Theo keeps flapping down on the carpet, to the cool tiles of the entry hall, feet now slapping like fish, he likes the sound, and toward the swung-open tall slab doors and over the car hood, scrambling and out and down the stone steps and onto the gravel bit ouchouchouch like on hot pavement and onto the grass, moist because the sun hasn’t reached this side yet, but everything is light, and he runs to the right down the line of windows and the wild bushes crazy with flowers and stems sticking out and untrimmed and reaches the edge of the wing
and goes right again and past more windows, running, and the trees are getting bigger, and he dodges a rusty bike he had forgotten about and runs into the rear lawn and toward the gazebo and there’s a naked guy sitting in it, cross-legged. The man has long hair and a sharp face and something’s wrong with his arms. They stop at the elbows. And he’s naked, and his eyes are closed. Theo stops running.

 

New people always showed up: his mother brought them home or they followed her. Sometimes they were friends of Colin or, very occasionally, of his father. These he liked best; he liked them because they knew his father and being around them was a little like being around his father.

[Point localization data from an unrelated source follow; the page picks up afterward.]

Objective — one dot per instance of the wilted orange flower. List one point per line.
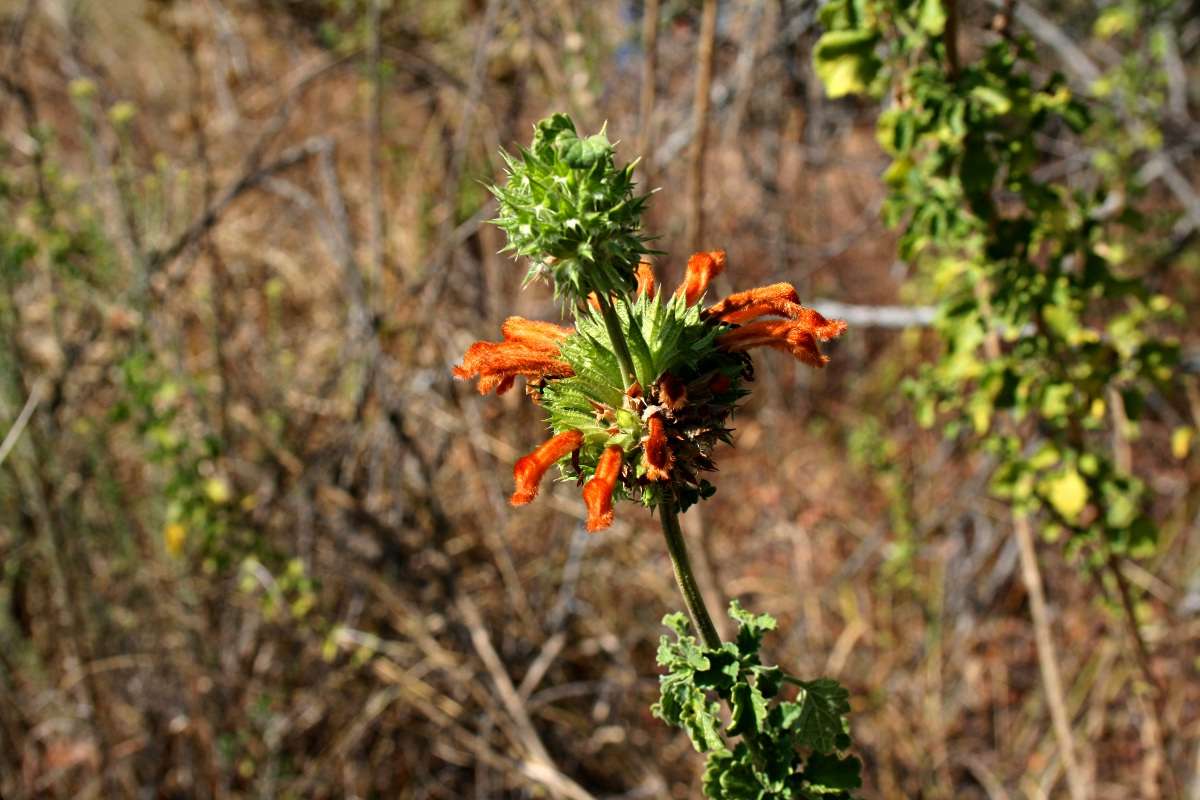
(672, 392)
(529, 349)
(702, 268)
(529, 469)
(787, 335)
(598, 492)
(673, 433)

His mother attracted people, collected people, like pets. She called herself a broker, sometimes, said she should get a cut, she bridged worlds, that was her art, she said, a waving cigarette veiling her face as she talked to Theo sleepy in bed, him waking with her stroking his face, smiling lopsidedly at him, or crying. Sometimes, however, what she collected wasn’t nice like that; when they wanted things and took stuff or got loud or pushed and she let them. Sometimes she screamed at them, hit them, got other people to hit them: he’d heard it. He’d seen her point guns.

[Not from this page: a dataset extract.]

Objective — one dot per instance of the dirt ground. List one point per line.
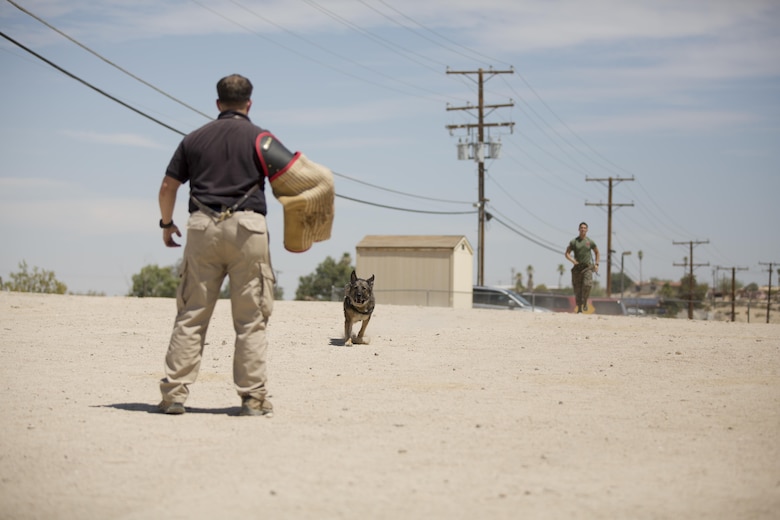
(448, 413)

It wasn’t always clear what the rules were, what you had to do to make her mad. Theo believed it mostly depended on how long it had been since his dad’s last stopover. Sometimes it happened after drinks and amber bottles with medicine labels and small ceramic boxes with flip tops and the skull with the top cut off and the white powder, yellow powder, brown powder, on book covers or tables or glass-covered pictures laid flat. Sometimes there was blood on the glass after. One time
one of the dogs had gotten really sick after licking something from a low leather-topped stool. Theo was really worried. After that it wasn’t hard to understand that it could do bad things to people.

He stayed away from all that as much as he could, but as much as he could wasn’t much. Theo had to figure out a way around it kind of all the time.

Theo was hoping to have the gazebo to himself. Even though the house and the land are big, like the last house, sometimes it is hard to be alone. A lot of the time adults think he needs babysitting, or that they need to do what they call ‘playing’ with him, because there aren’t other kids around. But it is the opposite of playing, and mostly he just wants not to be noticed. People fuss over him, rub his hair. Ladies hug him, make faces at him like they think he needs cheering up. Sometimes he finds someone looking at him oddly, their eyes half-closed, focusing, like they are thinking hard, seeing something else. Then they smile at him and act normal again.

The man in the gazebo opens his eyes, sees Theo and grins. He has glasses. Theo stares.

Come here.

Theo is unsure about whether to do it. The sun in his face makes him squint. Motion catches his eye – the heron flapping over its nest, in the big tree like a dead hand reaching out of the ground, gray-brown and smooth like driftwood near the dunes. Theo knows things about birds and thinks this one is lost – herons are freshwater birds that live on lakes. He hopes it’s finding what it needs. Maybe it’s not a heron.

It’s okay.

Theo notices the man again, and slowly walks at him. It seems to Theo the bird would want a little more privacy for a nest, like a tree with leaves to hide the babies. But apparently the big ones like that build in the open so they can see. One parent’s always there, for protection. Theo thinks about his parents, and then about teachers. Theo stops.